Move grouping calculation to lambda-style backend processing

nikolajbaer commented 4 years ago

As we refine the NYCMODA algorithm, it is clear that more processing can yield higher results. Grouping calculations are sparse, so really should be "Just in Time" in terms of server resources.

Thus I think the best structure would be a minimalistic web frontend (currently on heroku) that queues up a grouping calculation in a as-you-need-it backend (e.g. AWS Lambda), and puts the user on a landing page where they can await their results (or provide an email address to get notified when it is complete).

Rough thought on this would be to add the following:

AWS Lambda or Dockerfile that would encapsulate taking in the "JSON" district currently submitted by the website
Add task queue code to server.py so that when this was committed, a new task would be queued on Lambda, and that user woudl be redirecte to a waiting page based on that task's Id
Poll on that waiting page until the task is compete and then show the results, or allow the user to submit an email address associated with to that task, so when the task completes it emails the user the resulting CSV output and link to the "task" detail page of that district.
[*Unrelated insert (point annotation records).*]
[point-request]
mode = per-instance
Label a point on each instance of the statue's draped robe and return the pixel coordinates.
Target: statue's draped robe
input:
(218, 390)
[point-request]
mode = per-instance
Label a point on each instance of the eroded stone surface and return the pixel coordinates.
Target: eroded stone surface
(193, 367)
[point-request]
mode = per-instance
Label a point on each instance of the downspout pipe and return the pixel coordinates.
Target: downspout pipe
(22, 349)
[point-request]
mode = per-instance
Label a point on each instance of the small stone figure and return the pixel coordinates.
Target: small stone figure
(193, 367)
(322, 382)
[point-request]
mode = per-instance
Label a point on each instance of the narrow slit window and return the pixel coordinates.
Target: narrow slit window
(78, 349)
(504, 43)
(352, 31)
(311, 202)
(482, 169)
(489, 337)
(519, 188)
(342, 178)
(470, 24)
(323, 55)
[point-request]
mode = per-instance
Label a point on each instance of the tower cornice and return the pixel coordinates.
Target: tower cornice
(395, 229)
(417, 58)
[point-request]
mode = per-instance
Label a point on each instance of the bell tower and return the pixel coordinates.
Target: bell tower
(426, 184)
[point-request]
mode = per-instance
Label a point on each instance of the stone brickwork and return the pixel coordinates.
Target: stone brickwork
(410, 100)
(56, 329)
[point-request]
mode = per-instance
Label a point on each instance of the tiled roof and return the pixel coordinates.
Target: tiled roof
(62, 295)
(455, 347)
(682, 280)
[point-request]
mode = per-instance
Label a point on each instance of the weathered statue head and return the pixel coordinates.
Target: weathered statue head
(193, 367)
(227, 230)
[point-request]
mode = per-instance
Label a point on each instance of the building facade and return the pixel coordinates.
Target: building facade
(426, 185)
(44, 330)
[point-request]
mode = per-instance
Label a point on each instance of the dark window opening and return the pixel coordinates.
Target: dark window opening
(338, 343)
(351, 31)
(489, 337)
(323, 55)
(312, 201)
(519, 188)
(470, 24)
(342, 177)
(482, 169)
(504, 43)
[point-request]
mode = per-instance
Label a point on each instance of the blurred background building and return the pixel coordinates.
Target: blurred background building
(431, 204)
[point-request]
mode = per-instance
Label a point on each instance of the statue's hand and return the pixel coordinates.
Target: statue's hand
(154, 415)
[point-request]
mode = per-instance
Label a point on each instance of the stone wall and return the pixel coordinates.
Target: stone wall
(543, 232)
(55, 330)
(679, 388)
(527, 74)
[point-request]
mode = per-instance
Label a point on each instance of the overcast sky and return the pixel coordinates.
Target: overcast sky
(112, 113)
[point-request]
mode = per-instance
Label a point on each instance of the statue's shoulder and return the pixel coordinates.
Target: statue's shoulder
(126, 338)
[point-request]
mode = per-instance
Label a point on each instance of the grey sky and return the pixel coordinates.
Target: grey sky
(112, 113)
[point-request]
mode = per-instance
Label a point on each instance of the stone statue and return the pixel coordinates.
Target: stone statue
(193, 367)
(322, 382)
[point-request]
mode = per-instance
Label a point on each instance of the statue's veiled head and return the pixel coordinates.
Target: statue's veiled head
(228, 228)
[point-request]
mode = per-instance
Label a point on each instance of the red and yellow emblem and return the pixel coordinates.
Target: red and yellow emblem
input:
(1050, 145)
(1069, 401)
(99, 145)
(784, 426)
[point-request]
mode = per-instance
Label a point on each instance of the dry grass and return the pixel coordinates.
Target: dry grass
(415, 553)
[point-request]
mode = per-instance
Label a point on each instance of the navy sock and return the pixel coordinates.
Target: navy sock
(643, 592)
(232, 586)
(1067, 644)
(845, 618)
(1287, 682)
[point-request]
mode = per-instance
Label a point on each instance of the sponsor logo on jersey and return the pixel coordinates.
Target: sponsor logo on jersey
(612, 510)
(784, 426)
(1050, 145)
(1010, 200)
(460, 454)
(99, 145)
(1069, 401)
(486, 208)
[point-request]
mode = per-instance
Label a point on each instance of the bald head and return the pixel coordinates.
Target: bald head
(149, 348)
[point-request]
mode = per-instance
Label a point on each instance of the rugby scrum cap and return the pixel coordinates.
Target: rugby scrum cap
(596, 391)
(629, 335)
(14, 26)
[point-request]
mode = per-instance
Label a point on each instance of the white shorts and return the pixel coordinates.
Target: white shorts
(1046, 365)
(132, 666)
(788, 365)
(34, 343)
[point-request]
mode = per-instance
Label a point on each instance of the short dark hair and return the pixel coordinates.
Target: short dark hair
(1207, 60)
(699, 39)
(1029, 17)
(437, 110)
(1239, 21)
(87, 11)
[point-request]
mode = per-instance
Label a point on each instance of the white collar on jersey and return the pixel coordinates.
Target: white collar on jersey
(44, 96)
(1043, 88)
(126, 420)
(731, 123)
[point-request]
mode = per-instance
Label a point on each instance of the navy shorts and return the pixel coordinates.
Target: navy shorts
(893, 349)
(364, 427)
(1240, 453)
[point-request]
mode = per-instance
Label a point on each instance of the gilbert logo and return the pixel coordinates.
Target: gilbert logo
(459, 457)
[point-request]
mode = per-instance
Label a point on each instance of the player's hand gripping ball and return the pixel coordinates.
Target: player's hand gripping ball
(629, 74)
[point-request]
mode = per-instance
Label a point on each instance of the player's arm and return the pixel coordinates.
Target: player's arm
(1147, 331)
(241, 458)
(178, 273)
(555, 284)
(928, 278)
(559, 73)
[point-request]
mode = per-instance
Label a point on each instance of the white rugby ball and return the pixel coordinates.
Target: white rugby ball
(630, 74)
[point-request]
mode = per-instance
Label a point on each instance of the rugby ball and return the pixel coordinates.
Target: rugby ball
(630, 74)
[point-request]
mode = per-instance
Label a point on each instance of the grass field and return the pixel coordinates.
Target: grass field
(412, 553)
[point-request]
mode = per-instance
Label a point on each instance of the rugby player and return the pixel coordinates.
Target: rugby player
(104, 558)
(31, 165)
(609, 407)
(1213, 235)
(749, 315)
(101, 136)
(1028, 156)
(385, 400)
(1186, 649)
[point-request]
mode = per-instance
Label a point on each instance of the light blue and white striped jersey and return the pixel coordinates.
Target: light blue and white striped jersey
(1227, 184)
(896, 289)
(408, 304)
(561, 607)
Probably this will require introducing a backend DB like Redis or Postgres to handle storing the incoming submitted JSON with its task id and email, and generating the landing page.

Some additional considerations:

Evaluate providers, we might be able to get some pro-bono resources for these tasks due to charity, etc
Probably best to track a user's IP Address and limit them to one task-in-process at a time, to limit overall volume of tasks and prevent any overrun in resources (and also maybe cap the overall tasks allowed in any given timeframe just to have an emergency brake on repeated submissions)

nikolajbaer commented 4 years ago

Alternative is to have a secondary process in the Procfile on heroku that runs the long term jobs and read/writes to postgres or redis. So far most of these calculations are pretty low on memory usage and just CPU bound, so this should be a workable alternative that might keep the infrastructure needs simple.

nikolajbaer commented 4 years ago

UPDATE: I have started work on this by creating a lamdba_function.py

The approach should be to have a configurable lambda that the server.py can POST the incoming district JSON to, with a "key" that defines where the result will go. Then the client can poll that location on the S3 bucket (with the appropriate CORS in place) until it shows up, or someone decides to give up :P

Hopefully will push an update soon and get this on the server, so we can drastically improve the optimizations run, and also reduce the hosting needs for heroku on an ongoing basis.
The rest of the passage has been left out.